Protein function prediction using machine learning methods
We are developing machine learning-based methods to predict protein functions.
- Development of a biosynthetic gene cluster database with functional annotations
- Development of a protein functional identity prediction method
Development of a biosynthetic gene cluster database with functional annotations
The Reference Sequence Database (RefSeq) of National Center for Biotechnology Information (NCBI) registers more than 300 million protein sequences. In contrast, SwissProt, a protein function database of UniProt Knowledgebase (UniProtKB) maintained by European Bioinformatics Institute (EBI) registers only 570,000 entries of proteins with functional annotations curated by experts. In this study, we are aiming at predicting the functions of a vast number of function-unknown proteins and finding novel enzymes that catalyze useful reactions.
We have developed a database that registers the results of the function prediction and is publicly accessible via a Web server at http://sr.iu.a.u-tokyo.ac.jp/ (Fig. 1). In addition to the results of function prediction based on sequence similarity, structural models predicted by AlphaFold are available at the Web server. We will extend the database to include the function prediction results by a machine learning-based method which we are now developing.

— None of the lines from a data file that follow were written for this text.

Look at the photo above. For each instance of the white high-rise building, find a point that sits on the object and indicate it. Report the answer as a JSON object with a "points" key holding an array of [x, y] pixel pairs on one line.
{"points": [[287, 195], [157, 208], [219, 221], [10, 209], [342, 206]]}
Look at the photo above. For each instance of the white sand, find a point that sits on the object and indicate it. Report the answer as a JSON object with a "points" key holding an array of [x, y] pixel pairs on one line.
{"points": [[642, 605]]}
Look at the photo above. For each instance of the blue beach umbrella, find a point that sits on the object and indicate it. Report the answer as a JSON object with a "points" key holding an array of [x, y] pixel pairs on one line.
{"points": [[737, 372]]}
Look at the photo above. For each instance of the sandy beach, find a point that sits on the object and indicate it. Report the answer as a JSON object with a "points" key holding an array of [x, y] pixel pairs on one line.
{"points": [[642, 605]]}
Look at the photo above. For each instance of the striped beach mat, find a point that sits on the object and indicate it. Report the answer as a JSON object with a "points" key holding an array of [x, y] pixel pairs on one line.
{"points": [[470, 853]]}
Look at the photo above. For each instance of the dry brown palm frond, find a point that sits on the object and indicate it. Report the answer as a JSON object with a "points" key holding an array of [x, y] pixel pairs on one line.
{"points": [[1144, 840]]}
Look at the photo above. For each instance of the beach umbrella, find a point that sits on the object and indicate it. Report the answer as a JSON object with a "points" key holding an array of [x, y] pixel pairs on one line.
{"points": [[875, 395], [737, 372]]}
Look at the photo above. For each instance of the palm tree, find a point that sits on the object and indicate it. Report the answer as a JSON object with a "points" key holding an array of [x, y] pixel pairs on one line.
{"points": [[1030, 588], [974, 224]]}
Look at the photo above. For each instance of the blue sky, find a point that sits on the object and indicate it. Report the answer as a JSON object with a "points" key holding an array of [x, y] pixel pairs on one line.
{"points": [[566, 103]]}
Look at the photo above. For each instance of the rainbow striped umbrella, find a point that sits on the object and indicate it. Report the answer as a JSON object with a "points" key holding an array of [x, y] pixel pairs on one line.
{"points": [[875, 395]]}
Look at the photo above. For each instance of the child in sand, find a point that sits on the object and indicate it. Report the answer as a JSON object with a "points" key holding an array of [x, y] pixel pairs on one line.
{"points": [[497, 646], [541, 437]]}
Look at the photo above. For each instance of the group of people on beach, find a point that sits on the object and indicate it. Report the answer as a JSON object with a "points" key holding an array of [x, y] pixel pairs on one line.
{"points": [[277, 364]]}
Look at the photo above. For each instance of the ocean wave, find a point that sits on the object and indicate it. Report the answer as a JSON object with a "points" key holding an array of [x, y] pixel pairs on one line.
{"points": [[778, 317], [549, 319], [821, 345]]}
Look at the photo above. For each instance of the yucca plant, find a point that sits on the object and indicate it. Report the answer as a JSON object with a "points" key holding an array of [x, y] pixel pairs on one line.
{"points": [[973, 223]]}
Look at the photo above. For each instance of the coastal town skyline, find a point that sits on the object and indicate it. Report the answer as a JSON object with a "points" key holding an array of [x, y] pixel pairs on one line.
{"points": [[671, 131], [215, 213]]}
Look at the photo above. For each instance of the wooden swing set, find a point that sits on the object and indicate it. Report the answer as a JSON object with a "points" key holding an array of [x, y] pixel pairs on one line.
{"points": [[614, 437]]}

Fig. 1: Overview of the database. The database registers the results of sequence similarity search for the protein sequences in a biosynthetic gene cluster database, MIBiG, against the sequences in PDB and SwissProt. Each protein data in the database is linked to the enzymatic reaction data in Rhea if available. At the Web server, a user can search the database not only with MIBiG accession or Protein ID, but also with the name or the substructure of compound that participates in the enzymatic reaction.
Development of a protein functional identity prediction method
A computational method that predicts the substrates and the products, i.e., the functions of enzymes is necessary to efficiently find novel enzymes that catalyze useful reactions from a vast number of function-unknown proteins. BLAST searches against function-known protein sequences are frequently conducted for this purpose because enzymes with similar sequences tend to have the identical function. However, their ability to detect protein sequences with the identical function is limited (see Fig. 2). We therefore developed a method to predict the functional identity of a pair of enzymes using their structural similarity in addition to their sequence similarity. Our method is termed “FUnctional identity of protein prediction by JoIning Sequence ANd structure feature (FUJISAN).” Fig. 2 shows the comparison of the prediction performance of FUJISAN with those of the BLAST E-value based method and deep-learning based methods (ESM-2 and DeepFRI). FUJISAN outperformed the other methods. The code of FUJISAN is publicly available on GitHub at https://github.com/sfujita0601/FUJISAN. We are now developing a method to comprehensively predict the functions of the biosynthetic enzymes in MIBiG using FUJISAN.
Fujita and Terada, Comput. Struct. Biotechnol. J. 23, 4124–4130 (2024).Fig. 2: Comparison of the receiver operating characteristic (ROC) curves (A) and the precision-recall (PR) curves (B) of FUJISAN, the E-value-based method, the ESM-2-based method, and the DeepFRI-based method. REC, FPR, and PRE represent recall, false positive rate, and precision, respectively. The values of the area under the ROC curves (AUROCs) and the area under the PR curves are shown in parentheses. The larger value indicates the better prediction performance.